Im Bereich der Mobilität entwickeln sich neue DC-Bordnetze mit Spannungen von einigen hundert Volt bis Kilovolt. Nicht nur bei der E-Mobilität auf der Straße, sondern auch bei Flugzeugen, Schienenfahrzeugen und Schiffen ist deren temporäre Kopplung an stationäre Netze zur Schnellladung sinnvollerweise in DC ausgeführt. Aufgrund der dabei auftretenden hohen Leistungen ist zukünftig eine direkte leistungselektronische Kopplung an die Mittelspannung absehbar und deswegen ein aktives Entwicklungsfeld.
DC-Technologie kann auch die Systemintegration und -kopplung erneuerbarer Energien vereinfachen, da zum Beispiel Photovoltaikanlagen, Batteriespeicher in Elektrofahrzeugen und Umrichter-Zwischenkreise bereits in DC-Technik ausgeführt sind. Bestandteile eines nachhaltigen Energiesystems können mittels DC mit weniger Umwandlungsstufen und damit energieeffizienter realisiert werden. Beispiele hierfür sind die Ladeinfrastruktur für Elektrofahrzeuge in Kombination mit lokaler Erzeugung bzw. Speicherung oder auch die industrielle Energieversorgung. Speziell bei Herstellungsprozessen (DC-Versorgung von Motoren) können DC-Industrienetze Vorteile hinsichtlich Effizienz, Flächenbedarf und Steuerbarkeit aufweisen. Bei der Versorgung von Servern in Datencentern spielt DC heute bereits aufgrund der höheren Effizienz gegenüber AC-Lösungen eine wesentliche Rolle.
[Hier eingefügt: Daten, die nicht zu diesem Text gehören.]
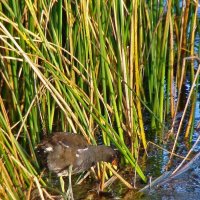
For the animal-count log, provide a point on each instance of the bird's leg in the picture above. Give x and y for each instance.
(69, 191)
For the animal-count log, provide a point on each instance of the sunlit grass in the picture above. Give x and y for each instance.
(88, 67)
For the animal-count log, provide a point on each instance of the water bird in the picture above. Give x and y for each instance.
(69, 154)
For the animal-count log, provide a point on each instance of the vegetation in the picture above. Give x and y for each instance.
(94, 68)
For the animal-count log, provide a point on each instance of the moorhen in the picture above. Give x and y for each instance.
(70, 153)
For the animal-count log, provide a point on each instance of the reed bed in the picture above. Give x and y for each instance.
(94, 68)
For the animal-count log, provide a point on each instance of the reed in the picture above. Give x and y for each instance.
(88, 67)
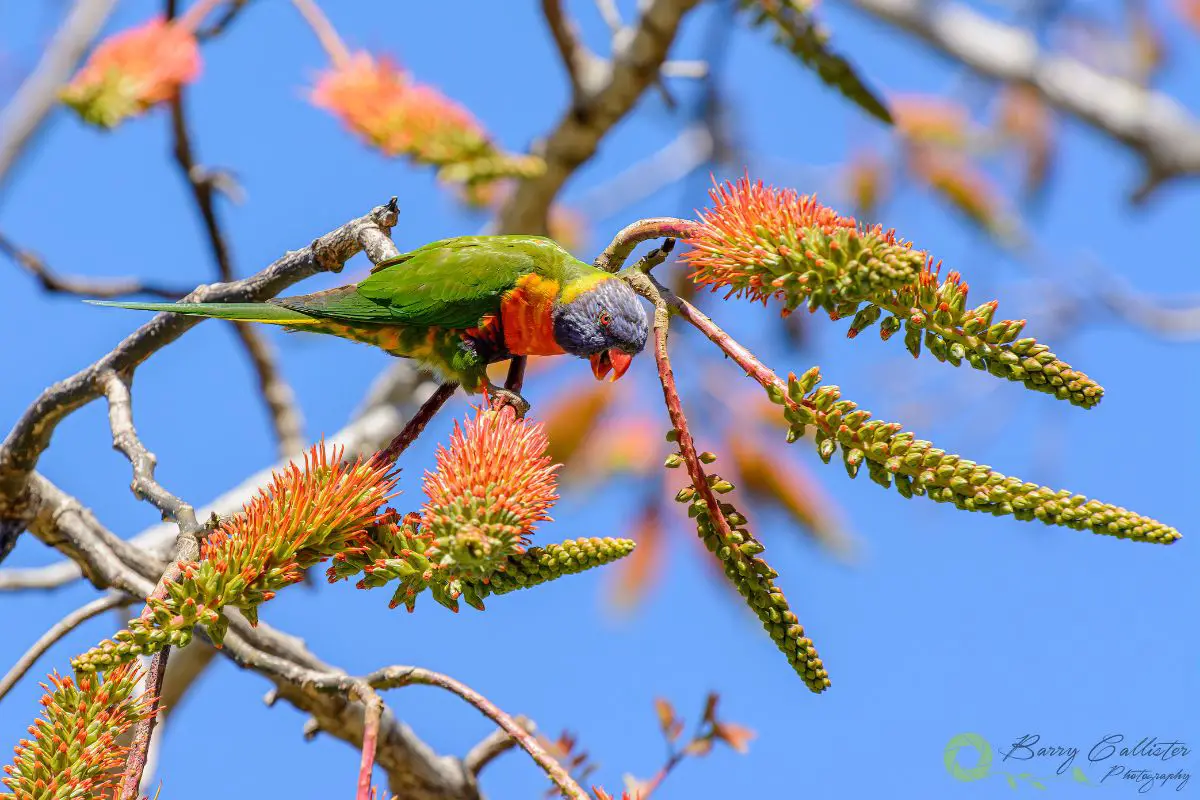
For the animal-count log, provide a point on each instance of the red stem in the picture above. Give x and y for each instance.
(370, 738)
(742, 356)
(139, 750)
(396, 677)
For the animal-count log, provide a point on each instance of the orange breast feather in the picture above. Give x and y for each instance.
(526, 317)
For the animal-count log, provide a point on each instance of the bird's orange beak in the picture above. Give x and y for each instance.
(613, 360)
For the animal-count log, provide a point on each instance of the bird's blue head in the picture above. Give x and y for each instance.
(605, 324)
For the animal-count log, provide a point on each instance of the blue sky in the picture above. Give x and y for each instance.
(948, 623)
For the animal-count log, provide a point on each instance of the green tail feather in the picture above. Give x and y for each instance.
(249, 312)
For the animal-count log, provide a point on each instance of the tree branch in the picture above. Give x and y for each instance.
(144, 486)
(1156, 126)
(372, 427)
(493, 745)
(103, 288)
(39, 94)
(414, 770)
(585, 70)
(275, 391)
(399, 677)
(31, 434)
(575, 139)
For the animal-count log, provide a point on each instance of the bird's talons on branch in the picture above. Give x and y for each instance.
(652, 259)
(501, 397)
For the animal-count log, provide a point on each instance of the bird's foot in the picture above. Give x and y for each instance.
(501, 397)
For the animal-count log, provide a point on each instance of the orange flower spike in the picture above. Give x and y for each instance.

Im öffentlichen Verteilnetz könnte künftig die Kapazität bestehender Leitungen durch die Umstellung auf DC erhöht werden. Das ermöglicht, Leitungen teilweise mit signifikant höherer Spannung zu beaufschlagen als im AC-Betrieb. Ab einer gewissen Leitungslänge sind die Lebenszykluskosten der DC-Alternative inklusive Umrichter vorteilhaft gegenüber der AC-Variante. Aus diesem Grund wird dieser Ansatz bereits heute verfolgt, beispielsweise in Finnland bei langen „Stich“-Verbindungen in dünn besiedelten Regionen.
Bei der Restrukturierung von Netzen könnten DC-Verbindungen in Zukunft eine flexible Lösung bieten. Die Erweiterung von Punkt-zu-Punkt-DC-Strecken zu DC-Verteilnetzen mit mehr als zwei Anschlusspunkten ist ein aktives Forschungsthema. Dies betrifft sowohl Komponenten wie Leistungsschalter, Schutztechnik und zeitgemäße Informations- und Kommunikationssysteme als auch zukünftige technische Regeln für den Betrieb solcher AC/DC-Hybridnetze, die noch aufzustellen sind.
Der heute schon signifikante Markt für DC-Systeme wird weltweit im Zuge der Dekarbonisierung der Energieversorgung weiterwachsen. Die DC-Technologie wird etablierte AC-Netze wohl nicht ersetzen, aber dort ergänzen, wo sie Vorteile bietet.
Die weitere Entwicklung der Elektromobilität und Schnellladeinfrastruktur ist bereits ein wachsendes Marktsegment. Ausgehend von etablierten Lösungen, wie etwa DC-versorgte Datencenter, wird sich der Markt für DC-Netze „hinter dem (AC)-Zähler“ ausdehnen – auf Gebäude und Industrieanlagen mit integrierter lokaler Erzeugung, Batterien, gegebenenfalls Elektrolyse und H2-Brennstoffzellen sowie die E-Ladeinfrastruktur.
Die meisten dieser Systeme koppeln an die öffentliche Verteilnetzinfrastruktur an, so dass es hier früher oder später sinnvoll sein wird, die AC/DC-Umwandlung tiefer in das öffentliche Netz zu verlegen. Spätestens dann wird eine etablierte technische Lösung für aktiv gesteuerte DC-Netze auf der „letzten Meile“ zum Kunden benötigt.